Um Willy Theobald angemessen würdigen zu können, muss man vielleicht beherzigen, was Jörg Sundermeier neulich in der »Jungle World« schrieb: »Die Pleite der Investmentbank Lehman Brothers, die schlagartig alle erkennen ließ, wie schlecht es um die globalen ökonomischen Verhältnisse bestellt ist, traf die Redaktion der FTD genauso überraschend wie zum Beispiel die Redaktion der Glocke, eine Regionalzeitung im Münsterländischen.« Nun kann man sicherlich darüber streiten, ob man jene Teile, für die die FTD berühmt war, wirklich in der Pfeife rauchen konnte und ob Gruner + Jahr deshalb genau das auch getan hat.

Jedenfalls: Jener Teil, der einen wirklich unersetzlichen Verlust bedeutet, ist natürlich das von Willy Theobald verantwortete geprägte und in geradezu barocker Manier »Out of Office« titulierte Feuilleton.

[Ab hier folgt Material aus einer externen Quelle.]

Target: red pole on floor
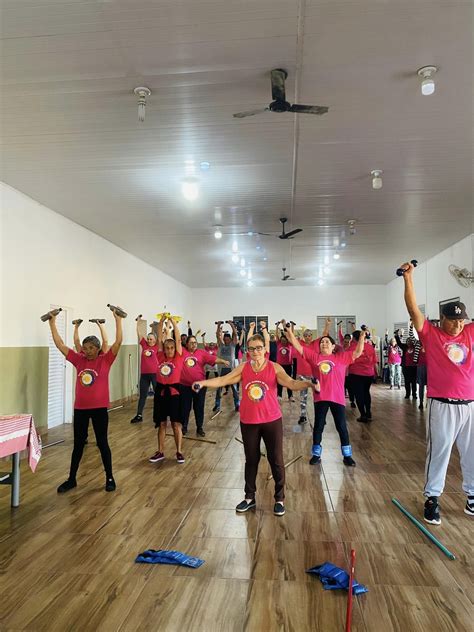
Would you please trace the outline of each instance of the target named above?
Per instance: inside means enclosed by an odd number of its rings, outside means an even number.
[[[351,567],[349,569],[349,594],[347,595],[346,632],[351,632],[352,622],[352,582],[354,580],[355,551],[351,549]]]

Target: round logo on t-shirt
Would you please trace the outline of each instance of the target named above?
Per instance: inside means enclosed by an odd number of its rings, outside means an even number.
[[[461,365],[467,360],[468,349],[462,342],[446,343],[444,345],[448,358],[453,364]]]
[[[173,365],[172,364],[162,364],[160,366],[160,373],[163,377],[168,377],[173,373]]]
[[[247,385],[247,395],[253,402],[260,402],[267,394],[267,386],[262,382],[251,382]]]
[[[82,386],[92,386],[94,384],[96,378],[96,374],[94,371],[89,371],[86,369],[85,371],[81,371],[79,374],[79,380]]]
[[[320,362],[318,364],[319,370],[323,375],[328,375],[328,373],[331,373],[333,366],[334,362],[329,362],[328,360],[324,360],[323,362]]]

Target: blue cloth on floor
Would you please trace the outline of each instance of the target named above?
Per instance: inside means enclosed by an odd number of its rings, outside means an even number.
[[[306,572],[318,575],[324,586],[324,590],[349,590],[349,573],[343,568],[334,566],[331,562],[313,566],[313,568],[308,569]],[[355,579],[352,578],[352,594],[362,595],[366,592],[369,592],[368,588],[357,583]]]
[[[190,568],[199,568],[204,564],[204,560],[200,560],[198,557],[192,557],[179,551],[165,551],[164,549],[158,551],[147,549],[143,553],[139,553],[135,562],[141,564],[178,564]]]

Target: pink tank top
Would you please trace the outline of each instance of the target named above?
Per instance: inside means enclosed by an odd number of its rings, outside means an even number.
[[[254,371],[250,362],[242,370],[240,421],[243,424],[264,424],[281,417],[277,399],[277,379],[273,362],[262,371]]]

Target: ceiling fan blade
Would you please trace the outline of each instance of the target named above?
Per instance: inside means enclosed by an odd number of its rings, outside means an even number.
[[[329,110],[329,108],[323,106],[323,105],[298,105],[297,103],[294,103],[291,108],[290,108],[290,112],[296,112],[297,114],[326,114],[326,112]]]
[[[269,112],[270,108],[266,107],[266,108],[259,108],[258,110],[247,110],[247,112],[237,112],[236,114],[233,114],[232,116],[234,118],[246,118],[247,116],[255,116],[255,114],[261,114],[262,112]]]
[[[284,233],[283,235],[278,235],[278,237],[280,239],[291,239],[292,237],[294,237],[298,233],[302,233],[302,232],[303,232],[302,228],[295,228],[295,230],[290,230],[289,233]]]
[[[272,70],[272,99],[274,101],[286,101],[285,79],[287,76],[287,72],[281,68]]]

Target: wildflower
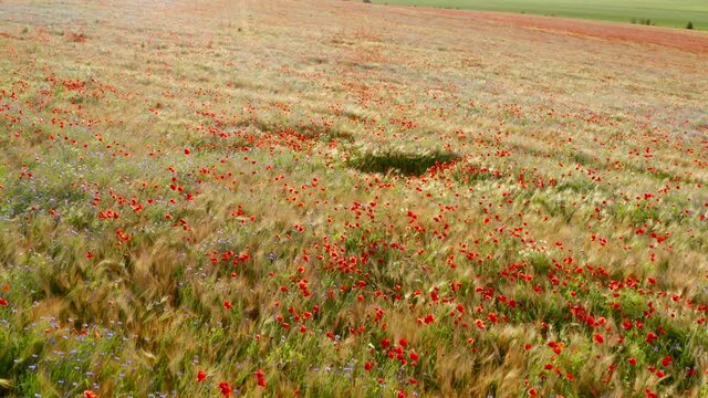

Zwar würden wir selbstverständlich jeder Zeitung, die eingestampft wird, ob ihres jeweiligen Feuilletons mehr oder weniger hinterhertrauern. Im Fall der »Financial Times Deutschland« ist es uns damit allerdings wirklich ernst. Ein Team, das über mehr als eine Dekade hinweg in einer durchgehend defizitären Wirtschaftszeitung regelmäßig eine ganze Seite nach Lust und Laune mit kulturellem Schnickschnack vollkleistern kann, und zwar ohne indirekt von Inseraten für Sachbuch- oder Belletristiktitel abhängig zu sein, ein solches Team hat beinahe alles richtig gemacht, was man im Berufsleben überhaupt nur richtig machen kann. Was man im prädigitalen Zeitalter oft über die FAZ sagen hörte: nämlich dass man idealerweise das Feuilleton separat abonnieren können sollte – das traf auf »Out of Office« ja noch viel mehr zu.

Wenn diese Würdigung hier, die schon seit ungefähr zwei Jahren geplant war, nun zu spät kommt und sich wie ein Nachruf liest, ist das einerseits natürlich entsetzlich und furchtbar, war andererseits aber auch irgendwie unvermeidlich. Denn mit uns und der FTD ging es quasi zu wie beim Hasen und beim Igel: Immer wenn wir eine Zusammenfassung des genialen Schaffens der »Out of Office«-Redaktion liefern wollten, hatte die schon wieder ein neues geniales Stück rausgehauen, so dass wir mit dem Sammeln und Hinterherhecheln gar nicht fertig wurden. (Der Vergleich ist aber eigentlich ziemlicher – mit Harry G. Frankfurt gesprochen: – Bullshit, weil in diesem Fall ja nun nicht der Hase, sondern der Igel tot ist.) Vielleicht aber haben wir untereinander in den vergangenen Jahren auch einfach nur, ohne es immer groß zu notieren, zu viel über die »Out of Office«-Bewertungsskala gequatscht. Denn jedes Buch wurde am Ende der jeweiligen Rezension noch auf einer Skala von 1 bis 5 Punkten bewertet.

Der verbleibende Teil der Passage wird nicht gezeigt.